The screening of “Flight of the Red Balloon” (2007) is preceded by”The Electric Princess Picture House” (2007). Are there any directors who would not like to work with Juliette Binoche? Juliette Binoche stars in Hou Hsiao-hsien’s exhilarating Paris-set update of the “The Red Balloon” –the 1956 French classic by Albert Lamorisse. “The Electric Princess Picture House” is a segment from “To Each His Own Cinema” (Chacun son cinéma) commissioned on the occasion of 60th anniversary of Cannes film festival.

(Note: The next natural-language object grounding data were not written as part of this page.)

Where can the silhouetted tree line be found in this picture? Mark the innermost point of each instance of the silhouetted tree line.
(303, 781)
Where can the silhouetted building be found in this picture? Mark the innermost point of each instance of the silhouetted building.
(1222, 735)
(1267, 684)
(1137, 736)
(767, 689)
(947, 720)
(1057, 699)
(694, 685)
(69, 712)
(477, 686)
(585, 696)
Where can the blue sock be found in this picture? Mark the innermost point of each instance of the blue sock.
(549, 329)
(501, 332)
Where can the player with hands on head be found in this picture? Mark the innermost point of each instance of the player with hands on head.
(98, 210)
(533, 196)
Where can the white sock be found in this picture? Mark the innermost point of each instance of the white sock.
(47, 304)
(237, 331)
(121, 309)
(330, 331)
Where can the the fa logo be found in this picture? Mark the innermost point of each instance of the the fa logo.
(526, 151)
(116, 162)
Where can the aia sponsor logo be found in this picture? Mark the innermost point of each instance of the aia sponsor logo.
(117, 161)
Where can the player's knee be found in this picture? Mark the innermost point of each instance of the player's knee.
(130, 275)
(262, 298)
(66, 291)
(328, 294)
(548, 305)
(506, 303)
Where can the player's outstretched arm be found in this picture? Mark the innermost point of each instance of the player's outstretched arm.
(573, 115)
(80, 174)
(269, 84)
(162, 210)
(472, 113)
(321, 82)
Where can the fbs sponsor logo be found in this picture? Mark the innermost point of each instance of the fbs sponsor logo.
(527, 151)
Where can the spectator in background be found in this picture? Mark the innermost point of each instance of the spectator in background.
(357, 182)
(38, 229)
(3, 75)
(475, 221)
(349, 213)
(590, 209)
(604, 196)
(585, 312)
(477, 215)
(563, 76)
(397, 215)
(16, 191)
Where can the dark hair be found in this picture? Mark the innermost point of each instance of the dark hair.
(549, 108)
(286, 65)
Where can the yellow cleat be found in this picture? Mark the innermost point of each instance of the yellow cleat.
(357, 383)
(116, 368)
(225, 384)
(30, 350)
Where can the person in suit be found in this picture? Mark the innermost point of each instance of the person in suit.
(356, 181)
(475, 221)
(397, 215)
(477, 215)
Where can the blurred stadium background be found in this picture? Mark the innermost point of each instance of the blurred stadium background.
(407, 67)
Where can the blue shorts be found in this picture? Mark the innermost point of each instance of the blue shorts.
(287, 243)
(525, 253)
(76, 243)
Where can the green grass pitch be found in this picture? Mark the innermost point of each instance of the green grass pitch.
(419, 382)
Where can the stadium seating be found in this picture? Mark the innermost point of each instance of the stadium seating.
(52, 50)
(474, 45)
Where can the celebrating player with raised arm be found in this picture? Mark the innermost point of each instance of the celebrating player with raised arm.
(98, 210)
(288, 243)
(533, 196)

                                  February 26, 6:30 PM

“A Summer at Grandpa’s” (1984) follows two children who spend an eventful summer at their grandparent’s home in the country and the face the realities of childhood.

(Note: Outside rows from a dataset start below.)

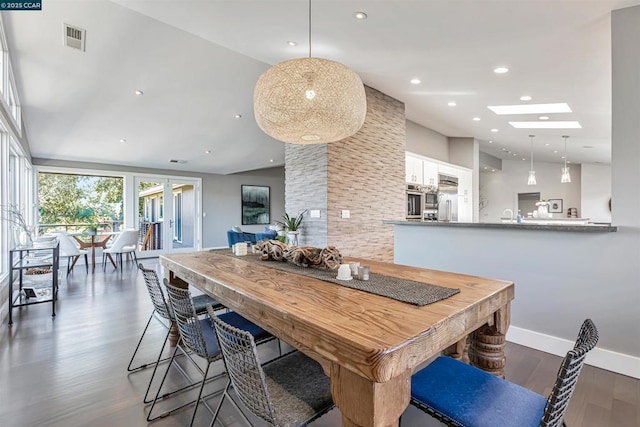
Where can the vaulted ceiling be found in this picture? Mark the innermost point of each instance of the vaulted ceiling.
(197, 62)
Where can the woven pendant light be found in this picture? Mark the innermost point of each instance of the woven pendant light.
(309, 100)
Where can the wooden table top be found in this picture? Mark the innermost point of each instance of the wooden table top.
(374, 336)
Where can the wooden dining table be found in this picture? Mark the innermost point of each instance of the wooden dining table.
(369, 345)
(95, 240)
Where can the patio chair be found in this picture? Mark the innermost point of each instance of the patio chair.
(125, 243)
(458, 394)
(198, 338)
(291, 390)
(162, 313)
(69, 249)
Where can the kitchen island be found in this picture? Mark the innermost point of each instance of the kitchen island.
(527, 224)
(563, 273)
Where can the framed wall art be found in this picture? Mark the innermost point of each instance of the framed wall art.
(256, 208)
(555, 205)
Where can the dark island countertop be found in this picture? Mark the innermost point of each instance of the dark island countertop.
(585, 228)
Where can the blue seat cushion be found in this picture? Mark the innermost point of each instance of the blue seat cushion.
(473, 397)
(210, 338)
(234, 319)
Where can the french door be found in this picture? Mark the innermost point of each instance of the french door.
(168, 214)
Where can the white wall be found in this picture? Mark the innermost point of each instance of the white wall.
(427, 142)
(596, 192)
(500, 189)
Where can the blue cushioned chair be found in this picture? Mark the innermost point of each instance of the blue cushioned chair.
(267, 235)
(234, 237)
(461, 395)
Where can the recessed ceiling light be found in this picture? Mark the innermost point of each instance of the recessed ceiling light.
(559, 107)
(546, 125)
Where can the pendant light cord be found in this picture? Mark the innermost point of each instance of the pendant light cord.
(531, 136)
(309, 28)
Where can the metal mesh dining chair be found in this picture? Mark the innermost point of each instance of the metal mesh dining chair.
(162, 313)
(291, 390)
(126, 243)
(458, 394)
(198, 338)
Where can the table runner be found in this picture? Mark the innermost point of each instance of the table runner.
(404, 290)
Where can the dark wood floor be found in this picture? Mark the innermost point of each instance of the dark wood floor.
(71, 371)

                                   February 27, 6:30 PM

“The Green, Green Grass of Home” (1983) is one of Hou’s commercial romantic comedies. The film follows Da-Nian, who goes to a remote village to work as a substitute teacher and finds his love.

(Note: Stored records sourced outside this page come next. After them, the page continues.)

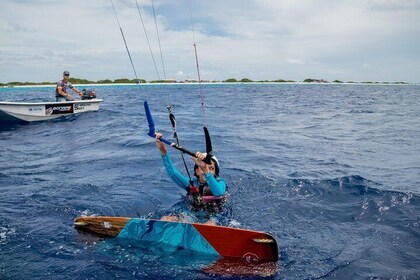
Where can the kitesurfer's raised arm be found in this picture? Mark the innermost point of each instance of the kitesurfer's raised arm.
(206, 174)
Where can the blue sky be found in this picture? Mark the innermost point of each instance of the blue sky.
(349, 40)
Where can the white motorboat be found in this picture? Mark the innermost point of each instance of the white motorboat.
(39, 111)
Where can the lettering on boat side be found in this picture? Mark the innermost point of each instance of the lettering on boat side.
(34, 109)
(248, 257)
(81, 106)
(58, 109)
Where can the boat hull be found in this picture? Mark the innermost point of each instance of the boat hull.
(209, 239)
(31, 112)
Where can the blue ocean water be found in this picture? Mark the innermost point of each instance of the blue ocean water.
(333, 171)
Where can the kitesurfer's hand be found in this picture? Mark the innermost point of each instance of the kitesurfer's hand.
(200, 163)
(159, 144)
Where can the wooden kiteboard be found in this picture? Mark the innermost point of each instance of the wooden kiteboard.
(210, 239)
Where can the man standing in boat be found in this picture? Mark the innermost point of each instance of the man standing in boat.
(61, 89)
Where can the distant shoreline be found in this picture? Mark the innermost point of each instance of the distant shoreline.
(213, 83)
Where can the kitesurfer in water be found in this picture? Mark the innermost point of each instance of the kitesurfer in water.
(206, 191)
(61, 89)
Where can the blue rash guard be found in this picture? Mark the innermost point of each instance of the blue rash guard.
(216, 185)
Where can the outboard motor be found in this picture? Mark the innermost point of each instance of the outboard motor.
(88, 94)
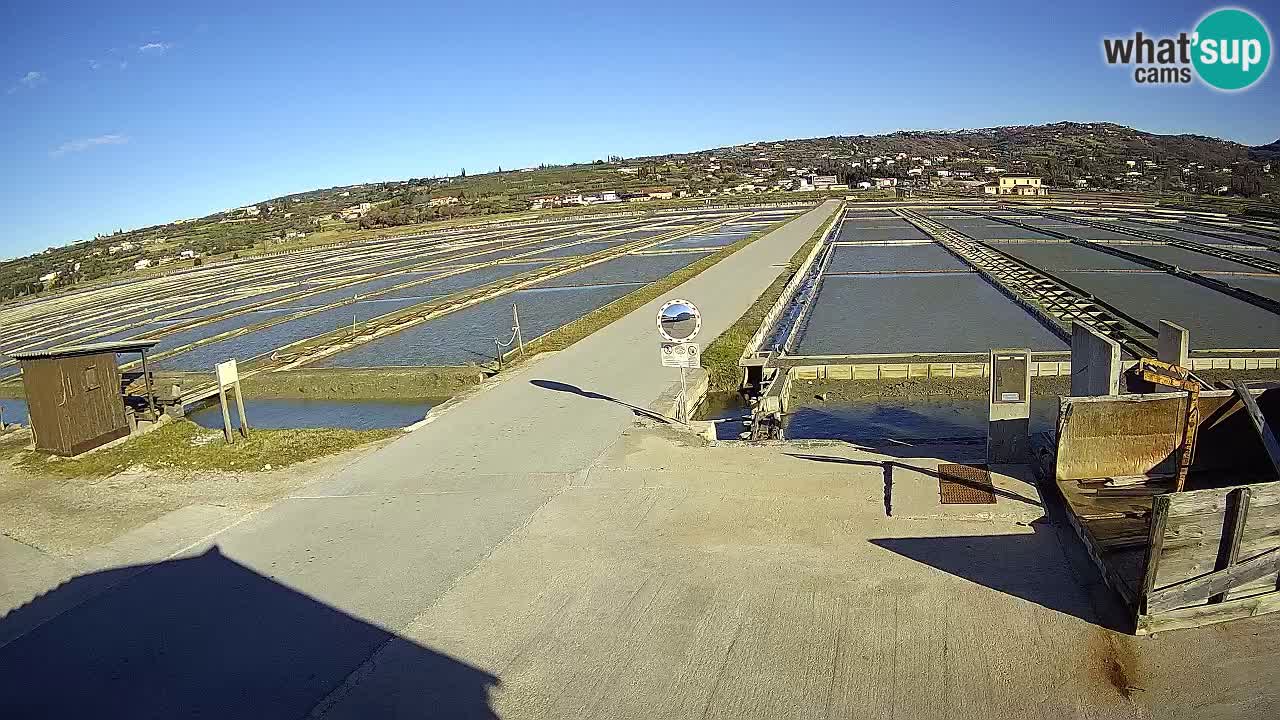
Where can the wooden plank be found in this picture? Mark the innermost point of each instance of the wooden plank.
(1155, 545)
(1189, 592)
(1109, 575)
(1193, 537)
(1260, 423)
(1233, 529)
(1128, 434)
(1208, 614)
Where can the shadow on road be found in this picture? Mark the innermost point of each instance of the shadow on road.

                                  February 28, 5:45 PM

“Daughter of the Nile” (1987) follows a young woman who tries to hold together what remains of her family.

                                 March 1, 6;30 PM

“Millennium Mambo” (2001). There is no better way to complete Hou Hsiao-hsien’s retrospective than to show his “Millennium Mambo”, which tells a story about emptiness and is full of magnetic performances delivered by Qi Shu.